Notes: Most FB users guess a perceived audience size much less than the actual audience size. And most users guess in multiples of 50 or 100 ***
Notes:
#setup
library(ggplot2)
## Warning: package 'ggplot2' was built under R version 3.2.1
getwd()
## [1] "C:/Users/amackay/Documents/R Scripts"
setwd("~/R Datasources")
list.files()
## [1] "pseudo_facebook.tsv" "reddit.csv" "stateData.csv"
pf <- read.csv('../R Datasources/pseudo_facebook.tsv',sep = '\t')
names(pf)
## [1] "userid" "age"
## [3] "dob_day" "dob_year"
## [5] "dob_month" "gender"
## [7] "tenure" "friend_count"
## [9] "friendships_initiated" "likes"
## [11] "likes_received" "mobile_likes"
## [13] "mobile_likes_received" "www_likes"
## [15] "www_likes_received"
#plot a scatter of age and friend count. qplot witll automatically select the scatter based on the 2 variables
qplot(x = age, y = friend_count, data = pf)
#alternative syntax without specifiyign x and y
qplot(age, friend_count, data = pf)
Response: 1. Most users under 30 have high friend counts. 2. Some users over the age of 60 have unusually high friend counts. ***
Notes: 1. The ggplot syntax can be used to create more complex plots 2. The main difference to q plot is to specify which geom to plot
#qplot syntax - qplot(x = age, y = friend_count, data = pf)
#ggplo uses the aesthictic wrapper (aes) for the x and y variables
ggplot(aes(x = age, y = friend_count), data = pf) + geom_point()
#clip the age range but first check the range
summary(pf$age)
## Min. 1st Qu. Median Mean 3rd Qu. Max.
## 13.00 20.00 28.00 37.28 50.00 113.00
ggplot(aes(x = age, y = friend_count), data = pf) + geom_point() + xlim(13,90)
## Warning: Removed 4906 rows containing missing values (geom_point).

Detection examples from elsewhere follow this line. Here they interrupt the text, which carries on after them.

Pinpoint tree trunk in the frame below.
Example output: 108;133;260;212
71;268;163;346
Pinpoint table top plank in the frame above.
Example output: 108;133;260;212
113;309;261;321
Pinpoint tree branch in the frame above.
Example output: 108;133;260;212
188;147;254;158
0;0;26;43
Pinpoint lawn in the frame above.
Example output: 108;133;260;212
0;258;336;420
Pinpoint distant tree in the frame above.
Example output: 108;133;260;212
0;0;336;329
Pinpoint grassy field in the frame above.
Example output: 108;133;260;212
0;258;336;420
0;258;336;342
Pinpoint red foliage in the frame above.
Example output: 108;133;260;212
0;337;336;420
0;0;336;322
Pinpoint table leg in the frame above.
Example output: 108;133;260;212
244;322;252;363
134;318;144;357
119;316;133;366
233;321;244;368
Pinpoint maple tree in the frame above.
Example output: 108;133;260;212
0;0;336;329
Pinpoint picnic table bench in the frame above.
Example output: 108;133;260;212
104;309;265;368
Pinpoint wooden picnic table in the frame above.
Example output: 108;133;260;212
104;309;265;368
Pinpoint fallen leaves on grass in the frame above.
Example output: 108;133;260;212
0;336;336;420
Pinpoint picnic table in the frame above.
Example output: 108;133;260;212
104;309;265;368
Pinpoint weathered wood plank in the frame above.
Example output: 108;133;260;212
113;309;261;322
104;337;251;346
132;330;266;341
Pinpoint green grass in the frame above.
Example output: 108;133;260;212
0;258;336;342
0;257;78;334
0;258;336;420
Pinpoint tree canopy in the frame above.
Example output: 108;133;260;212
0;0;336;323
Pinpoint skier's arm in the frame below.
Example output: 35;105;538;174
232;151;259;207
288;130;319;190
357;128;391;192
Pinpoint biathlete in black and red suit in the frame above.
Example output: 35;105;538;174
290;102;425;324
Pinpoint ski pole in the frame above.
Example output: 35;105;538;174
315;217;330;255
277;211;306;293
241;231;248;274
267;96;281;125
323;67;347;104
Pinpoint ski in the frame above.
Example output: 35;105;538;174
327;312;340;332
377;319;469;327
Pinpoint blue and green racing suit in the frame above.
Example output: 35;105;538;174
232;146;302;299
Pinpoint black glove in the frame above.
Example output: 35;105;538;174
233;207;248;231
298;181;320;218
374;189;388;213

Notes: 1. The area of the plot that has a high density of plots is considered over plotted. 2. It makes it difficult to tell how many points are in each region. 3. The transparency can be set using the alpha param
# here alpha = 1/20 means that it will take 20 points to be the eqivalent of one point
ggplot(aes(x = age, y = friend_count), data = pf) +
geom_point(alpha = 1/20) +
xlim(13,90)
## Warning: Removed 4906 rows containing missing values (geom_point).
#change the plot to a jitter to add some noise to the age variable and get a more dispersed distribution
ggplot(aes(x = age, y = friend_count), data = pf) +
geom_jitter(alpha = 1/20) +
xlim(13,90)
## Warning: Removed 5180 rows containing missing values (geom_point).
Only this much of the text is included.